O vice-presidente da equipe de engenharia do Google, Partha Ranganathan, afirmou que o estudo do Google avançou ao considerar toda a cadeia de IA em seus cálculos, desde a fabricação dos chips. Por isso, o valor encontrado passou de 0,14 watt hora para 0,24 watt hora.

As equipes do Google ainda calcularam a pegada hídrica de um pedido mediano ao Gemini, que seria de 0,26 ml -o que equivale a cinco gotas de água.

No acumulado de todas as atividades do Google, seus data centers gastaram 27% mais energia em 2024 do que em 2023, mostra o relatório de sustentabilidade mais recente da companhia. Apesar disso, a empresa reduziu suas emissões de carbono ligadas à eletricidade em 12%, graças à adoção de energia limpa.

Em 2024, o Google já tinha mais de 25 projetos de geração de energia renovável -a maioria é de usinas eólicas nos EUA-, que repuseram as redes de distribuição que abastecem a big tech com 2,5 GW de potência instalada. Além disso, a empresa comprou, entre 2010 e 2024, 22 GW de eletricidade renovável de outros fornecedores, sendo que 400 MW tiveram origem na América Latina.
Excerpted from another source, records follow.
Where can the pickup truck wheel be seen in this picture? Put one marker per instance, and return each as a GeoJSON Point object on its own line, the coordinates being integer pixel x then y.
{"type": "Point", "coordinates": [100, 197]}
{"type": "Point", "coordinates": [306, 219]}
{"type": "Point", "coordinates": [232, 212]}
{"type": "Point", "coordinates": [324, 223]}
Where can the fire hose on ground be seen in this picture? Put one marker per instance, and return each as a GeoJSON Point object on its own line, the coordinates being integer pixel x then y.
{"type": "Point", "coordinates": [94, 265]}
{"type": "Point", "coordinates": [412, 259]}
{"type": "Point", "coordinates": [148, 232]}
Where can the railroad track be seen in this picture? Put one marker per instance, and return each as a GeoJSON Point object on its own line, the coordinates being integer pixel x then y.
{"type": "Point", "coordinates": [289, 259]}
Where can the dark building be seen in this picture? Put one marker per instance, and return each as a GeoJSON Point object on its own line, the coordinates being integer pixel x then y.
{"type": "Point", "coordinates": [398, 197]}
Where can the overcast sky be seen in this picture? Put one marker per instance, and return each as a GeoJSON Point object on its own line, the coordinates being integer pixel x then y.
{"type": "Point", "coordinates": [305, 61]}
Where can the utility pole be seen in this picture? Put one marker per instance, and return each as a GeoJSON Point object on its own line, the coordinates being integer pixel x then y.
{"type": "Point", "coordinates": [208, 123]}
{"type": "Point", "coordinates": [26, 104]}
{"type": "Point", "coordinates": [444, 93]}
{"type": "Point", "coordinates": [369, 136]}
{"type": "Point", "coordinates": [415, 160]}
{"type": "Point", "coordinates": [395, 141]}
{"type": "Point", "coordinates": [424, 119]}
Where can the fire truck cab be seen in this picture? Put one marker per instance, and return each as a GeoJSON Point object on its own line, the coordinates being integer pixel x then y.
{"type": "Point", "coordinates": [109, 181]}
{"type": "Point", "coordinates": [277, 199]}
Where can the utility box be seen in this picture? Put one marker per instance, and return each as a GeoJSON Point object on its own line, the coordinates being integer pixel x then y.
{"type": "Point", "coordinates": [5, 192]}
Para esse ganho em eficiência nos data centers, Ranganathan disse que o uso de sistemas de refrigeração líquida também contribuiu. Em 2024, o Google gastou 306,6 bilhões de litros de água em seus data centers, em uma alta de 75,7 bilhões de litros em relação ao ano anterior.

No ano passado, 28% das fontes de água potável que abastecem o Google estavam em áreas com risco de escassez hídrica.